WorldPose: A World Cup Dataset for Global 3D Human Pose Estimation (2501.02771v2)

Published 6 Jan 2025 in cs.CV

Abstract: We present WorldPose, a novel dataset for advancing research in multi-person global pose estimation in the wild, featuring footage from the 2022 FIFA World Cup. While previous datasets have primarily focused on local poses, often limited to a single person or in constrained, indoor settings, the infrastructure deployed for this sporting event allows access to multiple fixed and moving cameras in different stadiums. We exploit the static multi-view setup of HD cameras to recover the 3D player poses and motions with unprecedented accuracy given capture areas of more than 1.75 acres. We then leverage the captured players' motions and field markings to calibrate a moving broadcasting camera. The resulting dataset comprises more than 80 sequences with approx 2.5 million 3D poses and a total traveling distance of over 120 km. Subsequently, we conduct an in-depth analysis of the SOTA methods for global pose estimation. Our experiments demonstrate that WorldPose challenges existing multi-person techniques, supporting the potential for new research in this area and others, such as sports analysis. All pose annotations (in SMPL format), broadcasting camera parameters and footage will be released for academic research purposes.

Summary

The paper introduces WorldPose, a large-scale dataset featuring over 2.5M 3D human poses captured during the 2022 FIFA World Cup.
It employs robust multi-view and broadcast camera calibration techniques integrated with the SMPL model, achieving an average 8 cm joint error.
The dataset enhances sports analytics by challenging existing multi-person pose estimation methods in expansive, real-world outdoor environments.

An Overview of "WorldPose: A World Cup Dataset for Global 3D Human Pose Estimation"

The paper introduces "WorldPose," an innovative dataset purpose-built for advancing research in the domain of multi-person global 3D human pose estimation. The dataset originates from a unique opportunity presented by the 2022 FIFA World Cup, enabling the capture of realistic, in-the-wild data that pushes the boundaries of what previous datasets have offered.

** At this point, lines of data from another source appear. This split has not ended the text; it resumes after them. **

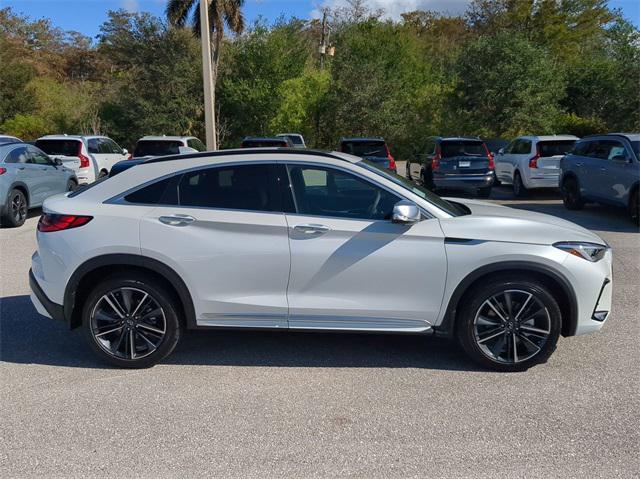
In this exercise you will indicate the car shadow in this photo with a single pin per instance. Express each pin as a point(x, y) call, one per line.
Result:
point(28, 338)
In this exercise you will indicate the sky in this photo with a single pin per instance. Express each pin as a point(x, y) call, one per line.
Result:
point(86, 16)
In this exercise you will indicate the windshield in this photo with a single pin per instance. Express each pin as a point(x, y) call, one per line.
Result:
point(422, 192)
point(555, 148)
point(59, 147)
point(365, 148)
point(157, 148)
point(451, 149)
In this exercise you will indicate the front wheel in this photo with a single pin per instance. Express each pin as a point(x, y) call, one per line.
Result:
point(131, 321)
point(509, 324)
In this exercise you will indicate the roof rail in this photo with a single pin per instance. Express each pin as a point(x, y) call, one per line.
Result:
point(246, 151)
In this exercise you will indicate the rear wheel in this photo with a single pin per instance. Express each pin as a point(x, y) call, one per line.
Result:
point(509, 324)
point(131, 322)
point(634, 207)
point(484, 192)
point(16, 209)
point(571, 196)
point(518, 186)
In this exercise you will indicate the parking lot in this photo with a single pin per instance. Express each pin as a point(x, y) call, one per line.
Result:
point(317, 405)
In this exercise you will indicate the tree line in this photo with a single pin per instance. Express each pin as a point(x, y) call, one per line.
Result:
point(503, 68)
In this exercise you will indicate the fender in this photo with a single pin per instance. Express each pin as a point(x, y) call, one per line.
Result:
point(128, 260)
point(569, 324)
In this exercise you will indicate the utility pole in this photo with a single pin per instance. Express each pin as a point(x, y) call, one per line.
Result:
point(207, 77)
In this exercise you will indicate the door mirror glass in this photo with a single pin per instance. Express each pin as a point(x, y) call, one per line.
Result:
point(186, 149)
point(405, 212)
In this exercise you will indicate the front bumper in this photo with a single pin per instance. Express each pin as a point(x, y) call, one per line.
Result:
point(42, 303)
point(463, 182)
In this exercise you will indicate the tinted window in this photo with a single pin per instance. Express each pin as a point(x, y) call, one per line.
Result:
point(93, 145)
point(38, 157)
point(157, 148)
point(60, 147)
point(196, 144)
point(365, 148)
point(19, 155)
point(449, 149)
point(241, 187)
point(329, 192)
point(555, 148)
point(155, 193)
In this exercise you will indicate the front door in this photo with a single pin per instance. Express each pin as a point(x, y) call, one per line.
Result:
point(351, 267)
point(223, 231)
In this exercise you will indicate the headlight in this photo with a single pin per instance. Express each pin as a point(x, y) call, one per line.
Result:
point(590, 251)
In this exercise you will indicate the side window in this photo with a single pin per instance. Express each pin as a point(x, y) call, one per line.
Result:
point(18, 155)
point(38, 157)
point(196, 144)
point(328, 192)
point(238, 187)
point(93, 145)
point(161, 192)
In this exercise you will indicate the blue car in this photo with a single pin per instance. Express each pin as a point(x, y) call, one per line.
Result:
point(603, 169)
point(28, 177)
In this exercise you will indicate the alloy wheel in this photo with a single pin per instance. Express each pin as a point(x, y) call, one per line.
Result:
point(18, 207)
point(512, 326)
point(128, 323)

Dataset Composition and Significance

WorldPose is distinguished by its scale and detail, incorporating footage captured via extensive infrastructure at multiple stadiums, featuring both fixed and moving camera setups. The dataset comprises over 80 sequences and delivers approximately 2.5 million annotated 3D poses, spanning a player movement distance totaling over 120 km. This scale marks a significant improvement over existing datasets, particularly in terms of multi-view and multi-person data captured in expansive, unconstrained outdoor environments. By employing the SMPL model for pose representation, WorldPose provides rich shape and pose data that challenge existing pose estimation methods.

Methodological Insights

The methodology for dataset creation leverages multi-view static cameras, known for providing reliable calibration results when combined with careful manual refinement. Key components of the methodology include:

Static Camera Calibration: This phase involves treating the soccer pitch as a planar surface initially, followed by refinement using a non-linear optimization to accommodate field crown effects and lens distortion.
3D Human Pose and Shape Estimation: Following calibration, player bounding boxes are detected, and 2D keypoints are identified using refined state-of-the-art models. These keypoints are then triangulated into 3D joint positions and integrated into the SMPL model framework. The dataset thus captures dynamic player movements with accuracy and continuity that support robust analysis.
Broadcasting Camera Calibration: The paper addresses challenges associated with moving cameras, incorporating a semi-automated calibration approach augmented with constraints from player poses and field markings for smoother tracking.

Implications and Future Directions

The paper performs rigorous evaluation using Vicon data as a benchmark, demonstrating the dataset's accuracy with an average error of just 8 cm per joint. Evaluations of state-of-the-art methods like GLAMR and SLAHMR on WorldPose highlight issues these methods face, such as estimating correct relative positioning across multiple players.

WorldPose is poised to impact several domains significantly. Beyond standard pose estimation challenges, it opens new avenues in sports analytics, enabling enhanced analyses of team dynamics, strategy, and individual performance assessment. The real-world, high-resolution nature of the dataset signifies its potential to aid in training and evaluating deep learning models under realistic and challenging conditions.

Moreover, the insights gleaned from the dataset's creation methodology and evaluations suggest avenues for improvement in SLAM algorithms and pose estimation networks, particularly regarding robustness in unconstrained environments with significant inter-player interactions.

In conclusion, WorldPose emerges as a pivotal dataset in the field of Computer Vision, setting a new benchmark for multi-person 3D pose estimation. Looking ahead, expanding the dataset to include more diverse activities and events can further enhance its applicability and aid the rapid evolution of pose estimation models tailored for real-world applications.